MOSES LAKE — The Moses Lake School District hopes to have $50 million in school construction bonds sold and in the bank by Nov. 1.
According to Trevor Carlson, a managing director with PiperJaffray, the Minneapolis-based investment bank underwriting the bond issue, the Moses Lake School district has a fairly solid financial position, which should make selling the bonds relatively easy.
“You have a Moody’s (credit) rating of Aa3, which is a couple of notches below the best,” Carlson told members of the Moses Lake School Board at a regular meeting Thursday.
In addition, Carlson said the district has a strong economy, and its endeavor to cut $6.2 million from its 2018-19 operational budget in the face of looming deficits caused by a change in state education funding “looks balanced and prudent.”
The construction bonds were initially approved by voters in February 2017, with 60.03 percent in favor (60 percent was required for approval), and were intended to build a second, 1,600-student high school and one additional elementary school. However, a group of district residents sued to overturn the result, claiming the county auditor failed to follow the law in certifying the election, delaying the final outcome of the election for more than a year.
This year, the Moses Lake School Board decided to alter the purpose of the construction bond to build two new elementary schools and to halve the size of the proposed high school to 800 students.

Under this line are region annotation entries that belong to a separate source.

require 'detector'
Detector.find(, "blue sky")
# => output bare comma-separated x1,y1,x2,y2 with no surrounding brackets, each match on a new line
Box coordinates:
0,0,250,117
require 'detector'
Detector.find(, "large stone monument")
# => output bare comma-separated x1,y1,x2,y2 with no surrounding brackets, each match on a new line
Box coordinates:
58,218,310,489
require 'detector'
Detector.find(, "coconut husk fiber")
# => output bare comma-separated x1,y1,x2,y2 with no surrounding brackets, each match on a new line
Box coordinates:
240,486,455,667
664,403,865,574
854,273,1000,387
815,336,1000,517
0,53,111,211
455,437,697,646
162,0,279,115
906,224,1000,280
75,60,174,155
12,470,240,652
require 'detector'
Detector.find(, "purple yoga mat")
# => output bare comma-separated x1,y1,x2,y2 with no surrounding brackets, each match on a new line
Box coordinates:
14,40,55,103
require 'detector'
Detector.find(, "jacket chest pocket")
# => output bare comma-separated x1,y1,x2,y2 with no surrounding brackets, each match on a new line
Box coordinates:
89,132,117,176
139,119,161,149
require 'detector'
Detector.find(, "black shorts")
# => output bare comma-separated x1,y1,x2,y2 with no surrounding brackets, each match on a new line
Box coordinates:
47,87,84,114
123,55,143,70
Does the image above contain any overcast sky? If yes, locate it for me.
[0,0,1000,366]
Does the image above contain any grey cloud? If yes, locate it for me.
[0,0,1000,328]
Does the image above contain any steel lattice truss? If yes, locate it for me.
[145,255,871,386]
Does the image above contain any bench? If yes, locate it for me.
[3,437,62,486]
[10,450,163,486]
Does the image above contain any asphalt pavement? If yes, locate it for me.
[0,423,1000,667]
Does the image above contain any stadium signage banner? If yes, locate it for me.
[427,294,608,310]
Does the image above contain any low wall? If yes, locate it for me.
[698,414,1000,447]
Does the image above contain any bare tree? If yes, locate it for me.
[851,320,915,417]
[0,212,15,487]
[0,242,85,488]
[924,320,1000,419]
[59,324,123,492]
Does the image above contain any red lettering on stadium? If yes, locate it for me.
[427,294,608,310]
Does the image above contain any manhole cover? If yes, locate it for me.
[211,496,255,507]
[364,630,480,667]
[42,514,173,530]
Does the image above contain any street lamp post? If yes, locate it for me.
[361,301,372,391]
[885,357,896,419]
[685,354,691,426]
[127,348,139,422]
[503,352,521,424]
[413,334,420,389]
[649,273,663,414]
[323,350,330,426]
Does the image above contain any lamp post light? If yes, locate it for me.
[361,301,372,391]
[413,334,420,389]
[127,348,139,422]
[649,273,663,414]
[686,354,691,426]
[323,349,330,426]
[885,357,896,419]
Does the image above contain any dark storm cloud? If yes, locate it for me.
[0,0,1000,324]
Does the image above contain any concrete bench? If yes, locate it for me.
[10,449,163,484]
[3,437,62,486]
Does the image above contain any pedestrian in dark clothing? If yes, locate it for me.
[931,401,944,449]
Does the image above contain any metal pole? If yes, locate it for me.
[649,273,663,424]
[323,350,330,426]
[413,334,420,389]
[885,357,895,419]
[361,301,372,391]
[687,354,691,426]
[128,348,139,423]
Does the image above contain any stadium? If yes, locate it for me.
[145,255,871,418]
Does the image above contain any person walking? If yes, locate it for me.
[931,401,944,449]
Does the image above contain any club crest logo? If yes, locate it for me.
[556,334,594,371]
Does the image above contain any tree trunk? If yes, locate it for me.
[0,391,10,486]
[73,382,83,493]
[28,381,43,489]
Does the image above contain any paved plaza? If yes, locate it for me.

Carlson said he expects bond service payments to cost district property owners $2.21 per $1,000 in assessed value per year for the next 20 years — the authorized length of the bond issue. Much of the initial bond planning in 2016 assumed an interest rate of under 2 percent, while the interest rate PiperJaffray assumed today is slightly more than 2.5 percent.
The district will be able to reduce the interest rate it will pay lenders thanks to a program that allows it to use Washington state’s Aa1 credit rating, Carlson said.

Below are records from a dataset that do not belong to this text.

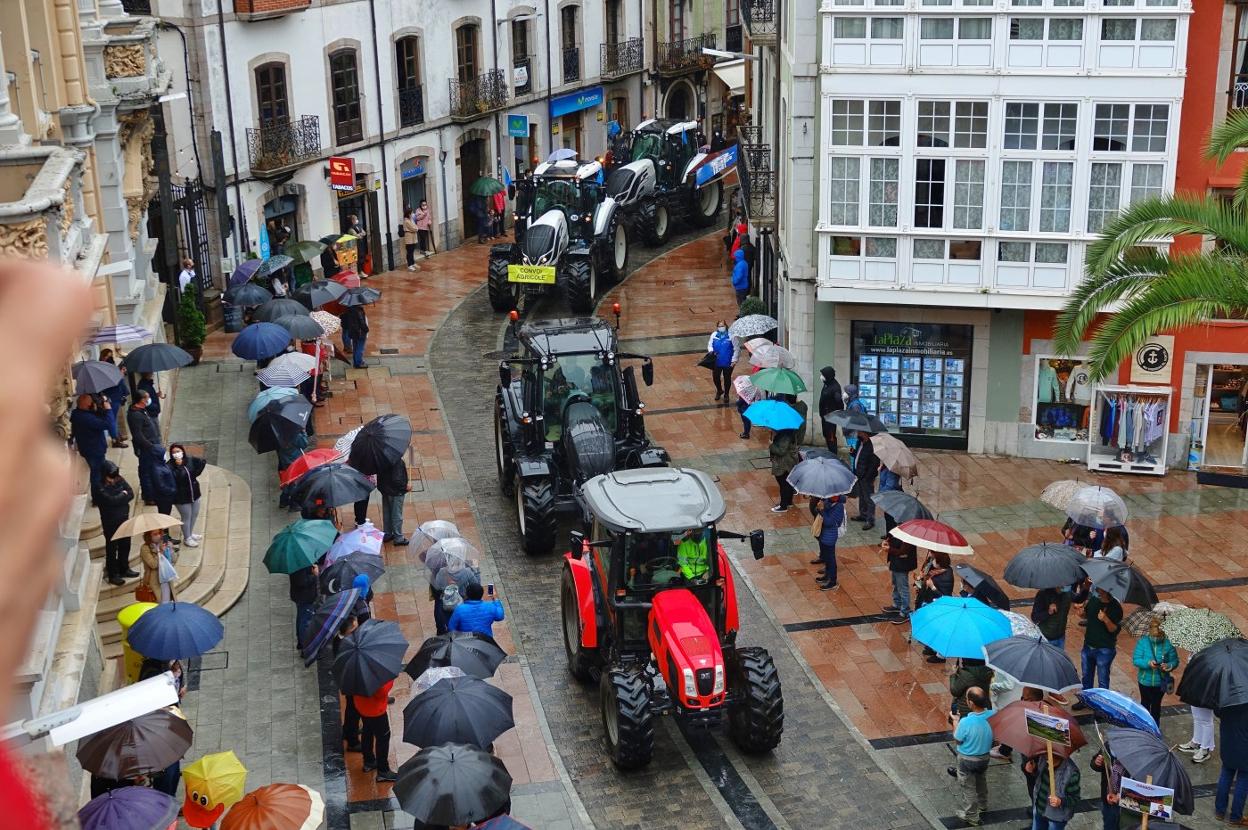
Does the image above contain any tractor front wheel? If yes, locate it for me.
[599,668,654,770]
[728,648,784,754]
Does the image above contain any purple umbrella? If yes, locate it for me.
[79,786,177,830]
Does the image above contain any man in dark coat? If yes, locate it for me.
[95,461,139,585]
[819,366,845,452]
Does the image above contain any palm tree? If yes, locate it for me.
[1056,110,1248,379]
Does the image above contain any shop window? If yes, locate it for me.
[1031,354,1092,443]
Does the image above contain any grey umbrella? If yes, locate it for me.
[1005,542,1083,588]
[983,637,1080,694]
[333,619,407,696]
[403,676,515,749]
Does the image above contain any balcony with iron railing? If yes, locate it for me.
[451,69,508,121]
[654,31,715,75]
[600,37,645,81]
[398,84,424,127]
[741,0,780,46]
[247,115,321,176]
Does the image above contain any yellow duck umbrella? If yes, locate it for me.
[182,751,247,828]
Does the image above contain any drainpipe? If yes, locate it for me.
[217,0,251,255]
[368,0,394,271]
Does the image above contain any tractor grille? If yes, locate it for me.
[694,669,715,695]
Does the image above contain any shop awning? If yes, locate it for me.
[715,59,745,95]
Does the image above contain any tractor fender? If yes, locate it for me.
[563,553,598,649]
[718,545,741,634]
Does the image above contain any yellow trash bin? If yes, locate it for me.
[117,603,156,683]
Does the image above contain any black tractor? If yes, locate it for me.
[494,315,668,554]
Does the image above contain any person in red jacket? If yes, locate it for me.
[352,680,398,783]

“We feel very confident that we are in a very good spot, not far off from our projections a year and a half ago,” Carlson said.
Bonds would be sold in $5,000 increments, and anyone is eligible to purchase bonds except members of the Moses Lake School Board. The primary customers would be institutional investors such as pension funds, banks and state and county investment pools. The cost of issuing the first tranche of bonds in October would be about $513,000, Carlson said, and that includes legal fees from the year-long court case.

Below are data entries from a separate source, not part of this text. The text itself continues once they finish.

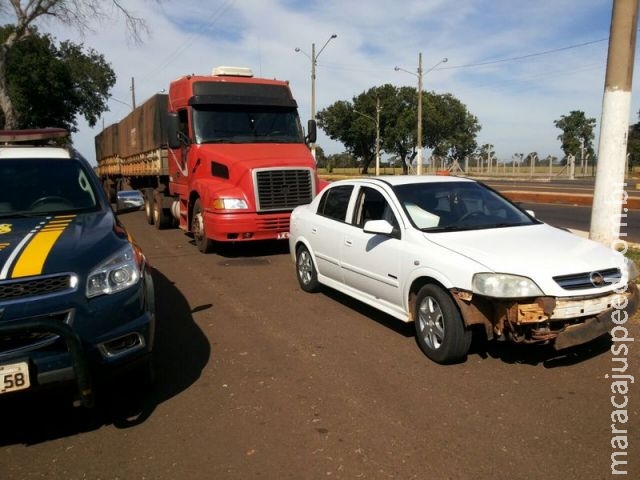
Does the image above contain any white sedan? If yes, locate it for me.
[289,176,639,363]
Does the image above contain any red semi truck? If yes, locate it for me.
[95,67,321,253]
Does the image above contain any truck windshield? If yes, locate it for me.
[193,105,304,144]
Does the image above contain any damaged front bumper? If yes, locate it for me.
[451,282,640,350]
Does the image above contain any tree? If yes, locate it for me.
[553,110,596,165]
[0,26,116,132]
[0,0,147,129]
[627,111,640,170]
[316,84,480,174]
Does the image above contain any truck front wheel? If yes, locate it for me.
[142,188,153,225]
[153,192,173,230]
[191,199,214,253]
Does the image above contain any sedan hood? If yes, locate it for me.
[425,224,621,283]
[0,212,119,280]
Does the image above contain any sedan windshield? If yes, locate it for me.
[394,182,538,232]
[0,158,97,217]
[193,105,304,144]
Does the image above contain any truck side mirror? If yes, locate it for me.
[167,112,180,148]
[306,119,318,143]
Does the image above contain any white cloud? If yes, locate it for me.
[2,0,640,164]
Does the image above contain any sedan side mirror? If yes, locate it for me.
[364,220,394,237]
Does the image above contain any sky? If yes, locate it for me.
[0,0,640,164]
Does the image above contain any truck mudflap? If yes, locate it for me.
[553,282,640,350]
[0,319,94,408]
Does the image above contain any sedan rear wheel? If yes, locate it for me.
[296,245,320,293]
[414,284,471,364]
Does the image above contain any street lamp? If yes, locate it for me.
[295,33,338,160]
[394,52,449,175]
[353,98,380,177]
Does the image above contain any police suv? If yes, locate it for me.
[0,129,155,406]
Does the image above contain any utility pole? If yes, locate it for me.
[416,52,422,175]
[376,98,380,176]
[131,77,136,110]
[295,33,338,160]
[589,0,638,248]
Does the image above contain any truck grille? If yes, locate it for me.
[253,168,314,212]
[553,268,622,290]
[0,274,71,301]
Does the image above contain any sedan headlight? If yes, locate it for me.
[627,258,640,281]
[213,198,249,210]
[473,273,544,298]
[87,245,140,298]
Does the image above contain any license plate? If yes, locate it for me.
[0,362,31,394]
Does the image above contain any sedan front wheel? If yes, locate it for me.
[296,245,320,293]
[414,284,471,364]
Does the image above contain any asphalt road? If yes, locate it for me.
[0,207,640,480]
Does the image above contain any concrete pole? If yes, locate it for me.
[311,43,317,162]
[376,98,380,177]
[416,52,422,175]
[589,0,638,248]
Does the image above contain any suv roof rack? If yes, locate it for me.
[0,128,69,144]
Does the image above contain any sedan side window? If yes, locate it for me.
[318,185,353,222]
[354,187,399,230]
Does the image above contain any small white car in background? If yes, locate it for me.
[289,176,639,363]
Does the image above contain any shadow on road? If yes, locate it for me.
[471,335,611,368]
[0,270,211,446]
[322,287,612,368]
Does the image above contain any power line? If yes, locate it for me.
[438,37,609,70]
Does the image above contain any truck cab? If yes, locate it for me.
[162,67,319,252]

“That would be financed and capitalized over the life of the loan,” he said.
Carlson said the actual interest rate will be calculated during a 90-minute auction the morning of Thursday, Oct. 11 as investors figure out at what price they are willing to lend $50 million to the Moses Lake School District.
“We have a preliminary idea of the interest rate, we’ll match supply and demand and the market will dictate the price,” he told the Columbia Basin Herald.
Carlson told board members he expects one or possibly two more bond sales in order to raise the entire $135 million authorized by voters in 2017.